J. Dairy Sci. 100:1–13 https://doi.org/10.3168/jds.2016-12346 © American Dairy Science Association®, 2017.
Effect of yeast supplementation on performance, rumination time, and rumen pH of dairy cows in commercial farm environments V. Ambriz-Vilchis,*†1 N. S. Jessop,‡ R. H. Fawcett,§ M. Webster,† D. J. Shaw,# N. Walker,‖ and A. I. Macrae* *Dairy Herd Health and Productivity Service, Royal (Dick) School of Veterinary Studies and the Roslin Institute, The University of Edinburgh, Easter Bush Veterinary Centre, Roslin, Midlothian, EH25 9RG, Scotland, UK †BioSimetrics Ltd., The Cottage Scotland’s Rural College Building, West Mains Road, Edinburgh, Lothian, EH9 3JG, Scotland, UK ‡20 Crofts Road, Lauder TD2 6QJ, Scotland, UK §School of GeoScience, The University of Edinburgh, EH9 3FE, Scotland, UK #Royal (Dick) School of Veterinary Studies and the Roslin Institute, The University of Edinburgh, Easter Bush Veterinary Centre, Roslin, Midlothian, EH25 9RG, Scotland, UK ‖AB Vista, Blenheim Road, Marlborough Business Park, Marlborough, Wiltshire, SN8 4AN, England, UK
ABSTRACT
Key words: yeast, rumen pH, rumination time, dairy cow, acidosis
The aims of the present study were to evaluate the effects of live yeast supplementation (Vistacell MUCL 39855, AB Vista, Marlborough, UK) on performance, rumination time, and rumen pH on dairy cows in commercial farm environments.
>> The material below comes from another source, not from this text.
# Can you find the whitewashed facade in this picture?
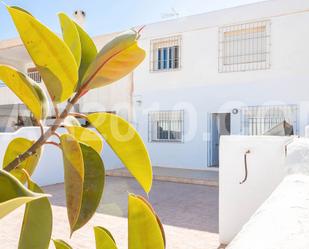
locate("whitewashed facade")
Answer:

Three trials were carried out, the trials lasted 12 (trial 1), 15 (trial 2), and 19 wk (trial 3). In each trial, 14 multiparous Holstein dairy cows were allocated to 2 groups that received (trial 1) a standard diet plus yeast, (trial 2) an acidogenic diet plus yeast, and (trial 3) grazing pasture plus yeast. Milk production, milk chemical characteristics, body weight and body condition score, rumination time, and rumen pH were monitored for each group throughout the 3 trials. No statistically significant differences were observed in any of the 3 trials for any of the recorded variables. In contrast, an effect of time (period or days in milk) on rumen pH was observed in all 3 of the trials, as time spent under the acidotic thresholds increased across the experimental periods; however the differences were not associated with live yeast supplementation. No effect of live yeast supplementation was observed in any of the 3 trials reported. Further research should include studies on animals at different stages of lactation (with emphasis on transition period and early lactation), consuming more challenging diets (higher level of inclusion of concentrates or starch), or under different environments such as grazing of succulent forages. Such studies might be required to elucidate any possible effect of live yeast supplementation of dairy cows when the rumen environment is under challenge.
INTRODUCTION
Modern dairy cow feeding strategies focus on meeting the energy requirements for high levels of milk production by encouraging maximum intakes of energy-dense, low-fiber diets with highly fermentable carbohydrates (Marden et al., 2008). Despite this management regimen having an immediate positive effect on milk yield, in the medium to long-term there are potentially many negative effects on dairy cow health, welfare, and performance (Zebeli et al., 2007). Ruminant nutrition has been continually searching for alternatives to enhance production, or to correct issues that potentially may reduce productivity or affect health. Direct-fed microbials (e.g., yeast) have been used as additives to improve rumen function and animal performance by increasing the capacity of fiber digestion (in vitro, in situ, and in vivo), aid in the prevention of low rumen pH, and reduce the incidence of SARA in vivo (Fonty and Chaucheyras-Durand, 2006; Bach et al., 2007). Saccharomyces cerevisiae is the most common yeast supplement given to dairy cows, and its use is common practice in the dairy industry. Different types of yeast products are commercially available, including live yeast products (for the purpose of this paper also referred as “yeast”) and yeast fermentation products. To be considered as live yeast, manufactured products must contain a certain level of live cells (>1.0 × 1010 cfu/g of DM; Fonty and Chaucheyras-Durand, 2006; Chaucheyras-Durand et al., 2008; AlZahal et al., 2014; Malekkhahi et al., 2016). It is thought that live yeast can modify the rumen environment by utilizing available oxygen and other components (Newbold et al., 1996). It also favors the number and activity of rumen cellulolytic bacteria that help reduce the level of
Received November 22, 2016. Accepted March 28, 2017. 1 Corresponding author:
[email protected]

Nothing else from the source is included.